A transição parece ter levado as tribos a se organizar em torno de “Grandes Homens”, o que provocou a formação de uma estrutura de controle político centralizado. Partindo do conceito de redistribuição compartilhada, aqueles indivíduos que consistentemente proporcionavam colheitas ou colheitas maiores ganhariam prestígio por compartilhar com membros do grupo mais carentes em tempos difíceis. O processo de compartilhar excedentes eventualmente levou os indivíduos a se unirem aos esforços de produção de um único Grande Homem para merecer o prestígio e compartilhar seu sucesso (habilidade superior de gerenciamento) na colheita. A direção centralizada do Grande Homem permitiu a organização de guerras de conquista, a construção de projetos de irrigação em grande escala, etc. As pressões de escassez e seleção favoreceram aqueles Grandes Homens que criaram a estrutura mais intensificada e centralizada. Este processo resultou não inteiramente de eventos aleatórios e pressões evolutivas. Os Grandes Homens muitas vezes ascenderam à sua posição como resultado de excepcionais habilidades organizacionais, de modo que, até certo ponto, podemos ver essa intensificação, a “tentativa de mobilizar recursos para instituições financeiras, como uma estratégia consciente. ” A intensificação da relação entre diretor centralizado e colaborador, juntamente com a estratificação resultante de indivíduos dentro de um grupo, levou à transição de tribo para estado.

No processo de intensificação, o indivíduo perdia poder e controle constantemente.

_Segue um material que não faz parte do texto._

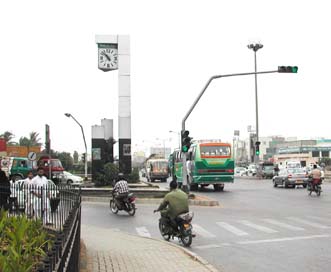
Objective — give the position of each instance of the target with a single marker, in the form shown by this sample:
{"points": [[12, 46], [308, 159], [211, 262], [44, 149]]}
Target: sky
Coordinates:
{"points": [[48, 66]]}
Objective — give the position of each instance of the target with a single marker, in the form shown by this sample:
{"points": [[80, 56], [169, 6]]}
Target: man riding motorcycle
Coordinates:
{"points": [[121, 189], [174, 204], [316, 175]]}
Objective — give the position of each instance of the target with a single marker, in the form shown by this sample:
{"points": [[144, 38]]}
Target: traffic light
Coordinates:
{"points": [[186, 141], [257, 148], [287, 69]]}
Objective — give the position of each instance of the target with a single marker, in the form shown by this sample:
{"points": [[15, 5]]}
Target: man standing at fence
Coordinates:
{"points": [[41, 203]]}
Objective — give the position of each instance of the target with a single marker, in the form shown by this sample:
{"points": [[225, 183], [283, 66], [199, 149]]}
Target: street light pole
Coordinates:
{"points": [[70, 115], [255, 47]]}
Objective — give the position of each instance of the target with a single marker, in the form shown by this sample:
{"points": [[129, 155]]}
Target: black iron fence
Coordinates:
{"points": [[59, 208]]}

Em contraste com os recursos livremente disponíveis do mundo de caçadores-coletores, a escassez e a agricultura exigiam que um indivíduo permanecesse como membro do grupo, a fim de manter o acesso à terra arável e aos locais de caça. Recursos que o estado incipiente defendia, o estado também possuía. Ganhar acesso a eles significava aceitar as exigências do Estado, aceitando o relacionamento de poder do Estado sobre o indivíduo. A aceitação forçada da hierarquia formou um ciclo de feedback positivo, abrindo o caminho para formas cada vez mais complexas e controladoras de sistemas políticos e econômicos. A hierarquia – a estratificação de indivíduos para fornecer comando e controle eficientes de funções especializadas individuais e de grupo – tornou-se o principal traço de ligação entre o Mercado e o Estado. Um exemplo de um padrão de sucesso evolucionário, a hierarquia atendeu às demandas de intensificação através de um conjunto diversificado de considerações culturais. Isso não demonstra simplesmente um caso de organização política hierárquica bem-sucedida. Pelo contrário, serve como um caso de hierarquia como um padrão de sucesso de auto replicação aplicado através de estruturas econômicas, políticas e sociais. O Mercado e o Estado evoluíram juntos através da intensificação e da aplicação do padrão de hierarquia, continuando a tendência de crescente intensificação e organização da atividade humana. Complexos meméticos culturais possibilitaram o processo. Eles não somente pavimentaram o caminho para a aceitação da hierarquia, mas também evoluíram para servir à função crítica de amenizar as crescentes demandas impostas aos indivíduos com as tolerâncias do genoma humano. O que muitos pensam como processos políticos, econômicos e culturais distintos no mundo de hoje continuam a progredir em direção a meta-redes cada vez mais interconectadas de relações de poder. Mercado e Estado combinados, amortecidos por mecanismos culturais, começaram a formar superestruturas meméticas unificadas. Essa poderosa combinação continuou a se intensificar, gradualmente unida à intensificação de outra família de memes: a tecnologia.